CURRENT REPORT PURSUANT
TO SECTION 13 OR 15(d) OF THE
SECURITIES EXCHANGE ACT OF 1934

Date of report (Date of earliest event reported): May 9, 2011

 
SERVISFIRST BANCSHARES, INC.
(Exact Name of Registrant as Specified in Its Charter)

Delaware
(State or Other Jurisdiction of Incorporation)

0-53149
26-0734029
(Commission File Number)
(IRS Employer Identification No.)
   
850 Shades Creek Parkway, Birmingham, Alabama
35209
(Address of Principal Executive Offices)
(Zip Code)

(205) 949-0302
(Registrant’s Telephone Number, Including Area Code)


(Former Name or Former Address, if Changed Since Last Report)

 
Check the appropriate box below if the Form 8-K filing is intended to simultaneously satisfy the filing obligations of the registrant under any of the following provisions:

o Written communications pursuant to Rule 425 under the Securities Act (17 CFR 230.425

o Soliciting material pursuant to Rule 14a-12 under the Exchange Act (17 CFR 240.14a-12)

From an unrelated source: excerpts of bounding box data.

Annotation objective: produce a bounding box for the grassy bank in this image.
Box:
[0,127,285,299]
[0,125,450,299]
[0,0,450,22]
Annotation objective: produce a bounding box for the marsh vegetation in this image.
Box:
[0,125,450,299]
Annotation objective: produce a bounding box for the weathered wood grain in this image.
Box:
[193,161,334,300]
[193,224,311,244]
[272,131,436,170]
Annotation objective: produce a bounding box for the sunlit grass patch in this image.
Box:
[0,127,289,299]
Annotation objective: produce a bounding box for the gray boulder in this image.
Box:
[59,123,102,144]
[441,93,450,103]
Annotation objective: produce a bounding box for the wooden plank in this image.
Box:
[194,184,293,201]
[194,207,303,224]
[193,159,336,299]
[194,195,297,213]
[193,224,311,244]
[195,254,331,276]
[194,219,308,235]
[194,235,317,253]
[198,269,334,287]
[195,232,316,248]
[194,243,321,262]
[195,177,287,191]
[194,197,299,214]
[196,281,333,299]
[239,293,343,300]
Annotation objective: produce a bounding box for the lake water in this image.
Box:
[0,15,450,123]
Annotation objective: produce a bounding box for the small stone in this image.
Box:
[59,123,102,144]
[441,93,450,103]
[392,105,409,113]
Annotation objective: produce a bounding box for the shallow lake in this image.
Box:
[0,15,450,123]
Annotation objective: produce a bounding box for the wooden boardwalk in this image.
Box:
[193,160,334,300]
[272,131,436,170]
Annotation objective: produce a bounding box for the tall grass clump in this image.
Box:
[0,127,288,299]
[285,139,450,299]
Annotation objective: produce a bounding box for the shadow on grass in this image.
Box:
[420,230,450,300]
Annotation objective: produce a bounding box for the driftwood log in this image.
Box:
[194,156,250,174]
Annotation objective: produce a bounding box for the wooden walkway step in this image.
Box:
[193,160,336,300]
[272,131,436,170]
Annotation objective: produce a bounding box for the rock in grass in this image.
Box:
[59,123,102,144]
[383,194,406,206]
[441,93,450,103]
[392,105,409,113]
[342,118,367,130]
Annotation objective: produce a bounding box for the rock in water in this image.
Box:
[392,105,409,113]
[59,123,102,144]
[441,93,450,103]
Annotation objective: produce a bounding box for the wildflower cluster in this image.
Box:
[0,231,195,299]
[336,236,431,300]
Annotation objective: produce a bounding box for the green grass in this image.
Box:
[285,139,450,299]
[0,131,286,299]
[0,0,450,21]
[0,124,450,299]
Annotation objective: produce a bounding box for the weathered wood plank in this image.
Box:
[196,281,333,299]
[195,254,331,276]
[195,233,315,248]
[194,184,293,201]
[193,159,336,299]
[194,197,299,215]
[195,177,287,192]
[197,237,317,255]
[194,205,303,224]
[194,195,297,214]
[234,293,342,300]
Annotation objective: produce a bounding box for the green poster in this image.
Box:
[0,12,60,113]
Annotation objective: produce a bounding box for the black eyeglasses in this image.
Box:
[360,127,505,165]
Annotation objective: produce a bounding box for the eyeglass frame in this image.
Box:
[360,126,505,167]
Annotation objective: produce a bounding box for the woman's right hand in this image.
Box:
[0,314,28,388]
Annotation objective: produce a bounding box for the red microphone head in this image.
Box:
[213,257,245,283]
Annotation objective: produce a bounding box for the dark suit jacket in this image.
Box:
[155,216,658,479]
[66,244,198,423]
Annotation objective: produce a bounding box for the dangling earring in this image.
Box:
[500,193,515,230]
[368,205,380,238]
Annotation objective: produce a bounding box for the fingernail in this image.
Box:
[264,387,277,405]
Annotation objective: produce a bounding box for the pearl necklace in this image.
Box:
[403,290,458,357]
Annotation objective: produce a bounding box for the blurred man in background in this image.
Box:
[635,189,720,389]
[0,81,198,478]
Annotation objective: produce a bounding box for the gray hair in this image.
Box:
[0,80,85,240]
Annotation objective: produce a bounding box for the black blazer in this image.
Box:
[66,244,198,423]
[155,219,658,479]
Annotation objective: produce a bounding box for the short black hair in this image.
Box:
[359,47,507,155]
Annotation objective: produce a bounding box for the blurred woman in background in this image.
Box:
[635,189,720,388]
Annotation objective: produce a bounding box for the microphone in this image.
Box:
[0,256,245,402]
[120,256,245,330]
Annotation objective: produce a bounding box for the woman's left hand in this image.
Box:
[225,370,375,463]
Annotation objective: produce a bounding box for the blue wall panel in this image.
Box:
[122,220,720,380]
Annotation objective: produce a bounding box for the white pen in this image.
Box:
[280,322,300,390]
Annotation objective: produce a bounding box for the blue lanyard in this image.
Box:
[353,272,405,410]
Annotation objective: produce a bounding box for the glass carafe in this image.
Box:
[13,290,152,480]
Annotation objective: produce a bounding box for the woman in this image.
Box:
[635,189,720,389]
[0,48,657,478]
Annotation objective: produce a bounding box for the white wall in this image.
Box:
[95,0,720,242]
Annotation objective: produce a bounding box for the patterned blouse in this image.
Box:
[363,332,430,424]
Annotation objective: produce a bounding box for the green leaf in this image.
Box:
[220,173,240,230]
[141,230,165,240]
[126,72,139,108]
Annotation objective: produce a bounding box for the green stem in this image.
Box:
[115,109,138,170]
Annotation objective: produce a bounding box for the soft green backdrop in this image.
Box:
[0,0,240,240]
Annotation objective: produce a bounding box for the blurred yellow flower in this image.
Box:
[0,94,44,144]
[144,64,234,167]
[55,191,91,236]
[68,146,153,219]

o Pre-commencement communications pursuant to Rule 14d-2(b) under the Exchange Act (17 CFR 240.14d-2(b))

o Pre-commencement communications pursuant to Rule 13e-4(c) under the Exchange Act (17 CFR 240.13e-4(c))
 
 
 

 

Section 3 – Securities and Trading Markets

Item 3.02.
Unregistered Sales of Equity Securities

In connection with a private placement and pursuant to subscription agreements effective May 9, 2011, ServisFirst Bancshares, Inc. (the “Company”) issued and sold to 96 accredited investors and 16 non-accredited investors 314,724 shares of the Company’s common stock for $30.00 per share, for an aggregate purchase price of $9,441,720.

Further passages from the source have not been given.